Rome - "So, when are we going to kill the first one?" It's not a line from a crime TV series, but a real message, typed into an encrypted chat by a boy eager to complete his "baptism of fire."
Some asked for a certain timeframe for the murder, and others, without any inhibitions, wrote: "I can't wait to see my first corpse."
This is the chilling face of the new European organized crime, revealed in Europol's latest report. A system that has transformed death into a commodity, a service that can be purchased like a ride or a home delivery.
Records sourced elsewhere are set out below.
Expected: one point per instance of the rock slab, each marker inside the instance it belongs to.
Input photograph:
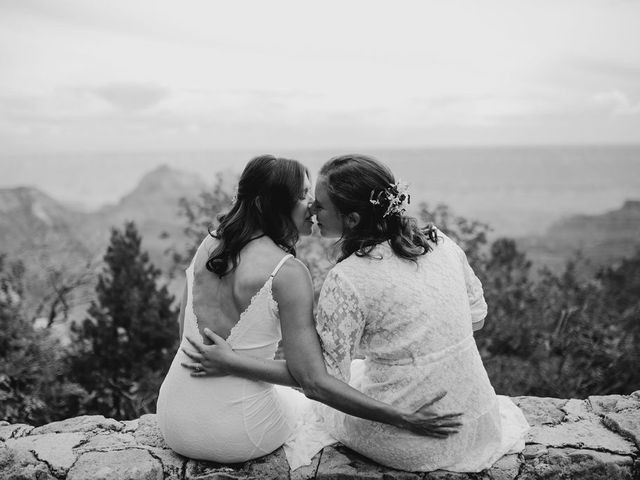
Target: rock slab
(596, 438)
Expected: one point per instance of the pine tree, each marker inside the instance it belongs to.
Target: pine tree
(126, 345)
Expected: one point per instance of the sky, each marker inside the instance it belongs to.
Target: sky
(159, 75)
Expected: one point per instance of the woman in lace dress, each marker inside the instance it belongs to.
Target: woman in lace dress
(407, 300)
(245, 284)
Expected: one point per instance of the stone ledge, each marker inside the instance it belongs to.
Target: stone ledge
(596, 438)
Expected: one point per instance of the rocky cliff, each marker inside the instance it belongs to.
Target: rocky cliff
(596, 438)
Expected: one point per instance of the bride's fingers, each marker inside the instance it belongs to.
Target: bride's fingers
(193, 356)
(193, 366)
(214, 337)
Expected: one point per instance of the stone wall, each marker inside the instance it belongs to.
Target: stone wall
(596, 438)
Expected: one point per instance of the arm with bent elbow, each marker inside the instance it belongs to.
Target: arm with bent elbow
(305, 364)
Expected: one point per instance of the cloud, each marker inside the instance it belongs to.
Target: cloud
(131, 96)
(617, 102)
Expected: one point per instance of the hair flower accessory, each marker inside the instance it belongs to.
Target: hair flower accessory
(395, 198)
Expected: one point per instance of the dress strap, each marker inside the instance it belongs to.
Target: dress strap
(284, 259)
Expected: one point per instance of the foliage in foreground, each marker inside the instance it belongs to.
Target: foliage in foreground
(546, 334)
(126, 345)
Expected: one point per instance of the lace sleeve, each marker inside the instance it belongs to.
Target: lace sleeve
(340, 323)
(474, 291)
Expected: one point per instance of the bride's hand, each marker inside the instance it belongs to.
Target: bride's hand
(424, 421)
(209, 360)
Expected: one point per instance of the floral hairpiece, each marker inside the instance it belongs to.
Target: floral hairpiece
(395, 197)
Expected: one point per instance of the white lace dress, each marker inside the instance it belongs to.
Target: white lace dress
(413, 324)
(229, 419)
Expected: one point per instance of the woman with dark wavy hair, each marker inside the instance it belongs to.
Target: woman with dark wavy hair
(245, 284)
(406, 299)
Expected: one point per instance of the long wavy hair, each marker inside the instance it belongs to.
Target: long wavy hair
(351, 182)
(268, 190)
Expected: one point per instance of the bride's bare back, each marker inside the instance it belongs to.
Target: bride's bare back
(219, 302)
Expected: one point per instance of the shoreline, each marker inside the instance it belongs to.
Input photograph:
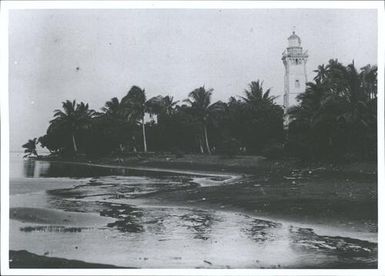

Operation Grimm and the numbers of the blitz
In six months of intensive investigations, the Grimm task force has opened the Pandora's box of the phenomenon known as Violence as a Service (VaaS). The toll is shocking: 193 people arrested across Europe.
The investigation, launched in April 2025, has highlighted a rapidly growing trend: mafia bosses are no longer getting their hands dirty, but are "outsourcing" violence. They outsource intimidation, torture, and murder, relying on a disposable workforce, mostly composed of minors or inexperienced young people, recruited through social media platforms.
From Sweden to the rest of Europe
What initially seemed like an anomaly confined to Swedish gangs turned out to be a cancer metastasizing across the continent. The task force had to coordinate investigators from Belgium, Denmark, Finland, France, Germany, Iceland, the Netherlands, Norway, Spain, the United Kingdom, and, of course, Sweden.
The modus operandi is identical everywhere: social media ads, promises of quick and easy money, and the assignment of a "target." Young people, often in vulnerable situations or fascinated by the myth of the underworld, are trained remotely or coerced into becoming perpetrators.
The Chain of Death: From "Facilitators" to Bosses
Europol's report details the dismantled criminal hierarchy. Of the nearly two hundred arrests:
63 are the material perpetrators, arrested before they could commit violent crimes or immediately after having committed them;
84 are the recruiters, the key figures who lured minors on the web;
40 were the facilitators, those who provided the logistics (weapons, vehicles, accommodation) for the paid services;
There are 6 instigators, the high-level instigators (High Value Targets) who ordered the executions.
"The Grimm Task Force played a key role in neutralizing groups recruiting young people to commit violent acts," the report states. This investigative success has put a stop, at least for now, to the macabre assembly line of contract killings that threatened to normalize barbarity among the younger generations.